Brazilian President Dilma Rousseff tried to make it look like business as usual on Friday with a visit to the Rio Olympics site, but time is running out for the Brazilian president ahead of an impeachment vote.
The trip to Rio de Janeiro, where she inaugurated the Olympic swimming center, was a bittersweet occasion for a president who no longer knows if she will even be in power when the Olympics begin on Aug. 5.
The Olympics, the first staged in South America, were awarded back in 2009 when Brazil was an emerging markets high flier and then-Brazilian president Luiz Inacio Lula da Silva was one of the most popular presidents in the world.
Now, Rousseff finds herself fighting for her political life ahead of an impeachment vote in the Brazilian Congress while Lula faces corruption charges.
She canceled a trip to Greece to see the lighting of the Olympic flame on April 21, Greek officials said on Friday.
Rousseff stood at the side of the sparkling Olympic pool, calling for “dialogue” and saying that Rio’s staging of the Olympics showed what Brazil could do when it was united.
“This is a special moment, a symbol and an example of Brazil of what it is possible to do when good people unite for the good of the Brazilian people,” she said.
Afterward, she opened a new public housing project, part of the signature My House, My Life program, a centerpiece of her Workers’ Party attempt to tackle massive inequality and poverty in Brazil.
The crowd cheered and chanted as a beaming Rousseff shook hands with well-wishers — a rare sight for a deeply unpopular president who often appears to lack the common touch.
Rousseff was due to return to a grimmer reality by the end of the day in the capital Brasilia, where a congressional commission is preparing to vote tomorrow on whether to recommend her removal from office.
A week later comes a vote by the lower house of Congress, where a two-thirds majority would send Rousseff to a full impeachment trial in the Brazilian Senate.

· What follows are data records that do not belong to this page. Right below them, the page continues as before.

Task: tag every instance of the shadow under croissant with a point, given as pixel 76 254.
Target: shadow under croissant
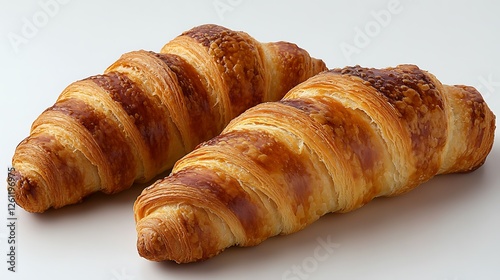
pixel 382 216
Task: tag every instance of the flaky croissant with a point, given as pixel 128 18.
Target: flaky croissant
pixel 332 144
pixel 147 110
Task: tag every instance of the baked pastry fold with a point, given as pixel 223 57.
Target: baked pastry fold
pixel 332 144
pixel 148 109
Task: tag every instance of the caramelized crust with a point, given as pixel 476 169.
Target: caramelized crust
pixel 332 144
pixel 148 109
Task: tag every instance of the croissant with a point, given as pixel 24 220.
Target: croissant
pixel 128 125
pixel 332 144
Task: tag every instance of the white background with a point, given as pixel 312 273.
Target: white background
pixel 446 229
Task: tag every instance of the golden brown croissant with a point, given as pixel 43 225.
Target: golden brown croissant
pixel 332 144
pixel 147 110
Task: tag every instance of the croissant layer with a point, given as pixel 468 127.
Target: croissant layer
pixel 332 144
pixel 131 123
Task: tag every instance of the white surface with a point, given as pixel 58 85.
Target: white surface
pixel 447 228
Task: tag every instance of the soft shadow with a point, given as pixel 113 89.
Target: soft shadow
pixel 442 193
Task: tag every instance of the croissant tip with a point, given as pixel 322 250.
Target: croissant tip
pixel 25 194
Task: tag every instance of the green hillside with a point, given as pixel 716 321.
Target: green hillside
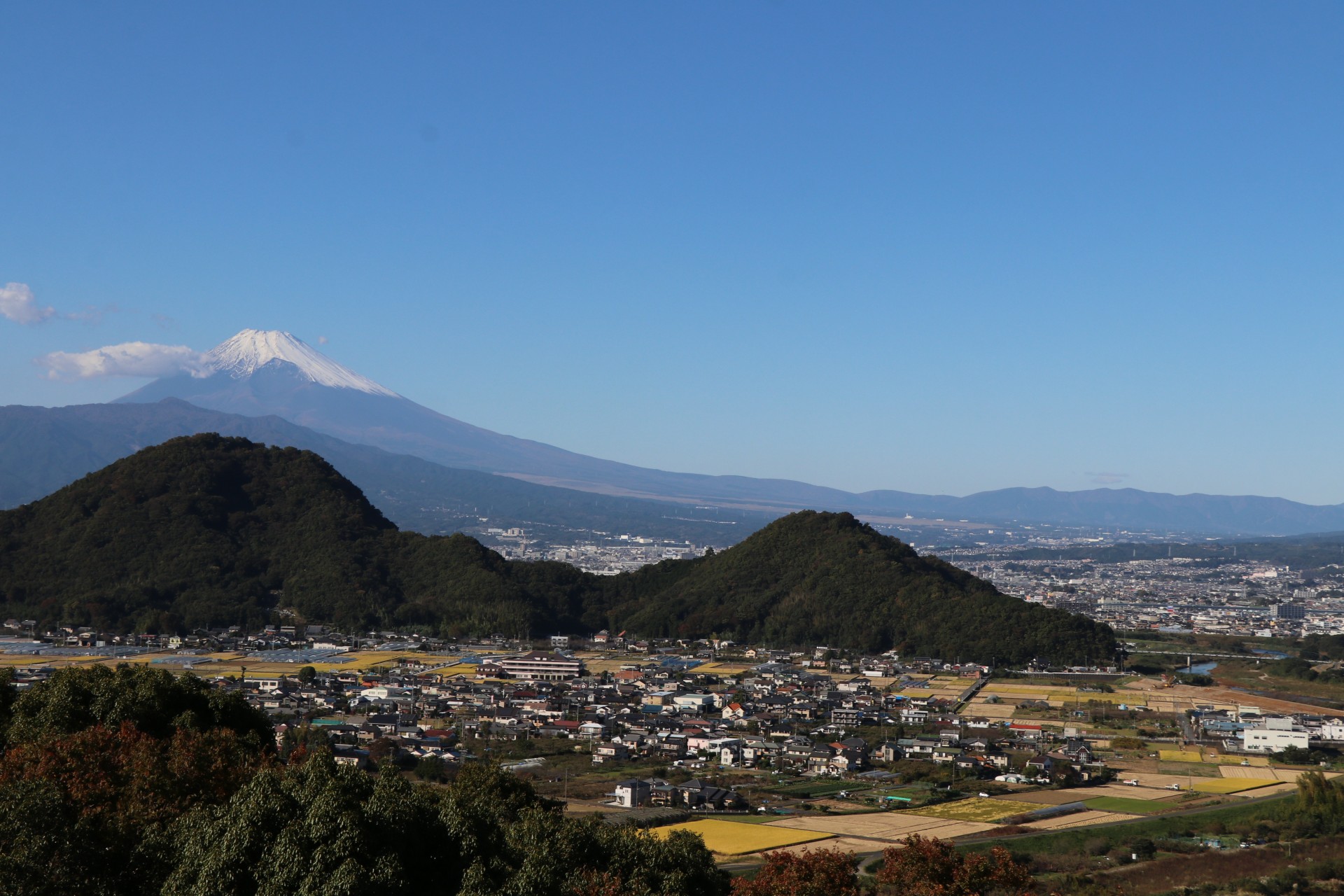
pixel 209 531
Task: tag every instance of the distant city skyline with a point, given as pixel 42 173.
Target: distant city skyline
pixel 939 250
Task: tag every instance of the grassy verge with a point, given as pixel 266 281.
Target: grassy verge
pixel 1073 840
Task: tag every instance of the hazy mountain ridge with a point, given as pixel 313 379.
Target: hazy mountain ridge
pixel 45 449
pixel 269 372
pixel 210 531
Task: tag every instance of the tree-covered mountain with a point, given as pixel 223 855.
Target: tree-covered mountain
pixel 207 531
pixel 269 372
pixel 43 449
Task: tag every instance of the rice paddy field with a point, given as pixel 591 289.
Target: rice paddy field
pixel 890 827
pixel 1126 805
pixel 813 789
pixel 976 809
pixel 1079 820
pixel 1230 785
pixel 734 839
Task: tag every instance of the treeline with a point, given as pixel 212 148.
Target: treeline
pixel 134 782
pixel 207 531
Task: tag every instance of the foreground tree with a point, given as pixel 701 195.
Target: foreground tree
pixel 934 868
pixel 823 872
pixel 327 830
pixel 153 701
pixel 92 812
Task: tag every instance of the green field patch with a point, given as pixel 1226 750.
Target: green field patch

Rousseff is accused of breaking the law by juggling government accounts to disguise the depth of budget shortfalls during her 2014 re-election.
She argues that this relatively technical accusation does not amount to an impeachable offense.
However, momentum for her removal is being fueled by a massive recession, political paralysis and a sprawling corruption scandal that together have reduced the approval rating of Rousseff’s administration to about 10 percent.
Rousseff, who calls the impeachment a coup attempt, still hopes to engineer a Houdini-like escape from her predicament.
Latest counts indicated that the result in the lower house is on a knife-edge.
The Datafolha polling organization said that 60 percent of deputies are pro-impeachment, representing the equivalent of 308 out of the 513, when a total of 342 are needed to pass the measure — or 172 to defeat it.
According to the poll, 18 percent of deputies are still undecided, meaning they hold the crucial votes.
O Estadao newspaper’s estimate, based on individual head counts, showed 284 in favor and 114 against, with 63 saying they were undecided and 52 not answering.
As Brazilians look for ways out of the crisis, one theory gaining support is that the trauma of impeachment could be avoided through snap elections to replace the president and the entire Congress.
Rousseff has indicated that she might support the idea, which would require a constitutional amendment.
Lula, who founded the Workers’ Party and retains huge influence on the left, is coordinating the intense behind-the-scenes haggling to secure those votes.
However, the veteran wheeler and dealer faces his own potential downfall.
He is accused of money laundering in a case linked to a gargantuan embezzlement and bribery scheme at state oil company Petrobras which has already seen dozens of high-ranking politicians and executives snared by prosecutors.
Lula says the case is a politicized fabrication, but now he and Rousseff are also both in trouble for allegedly trying to obstruct prosecutors.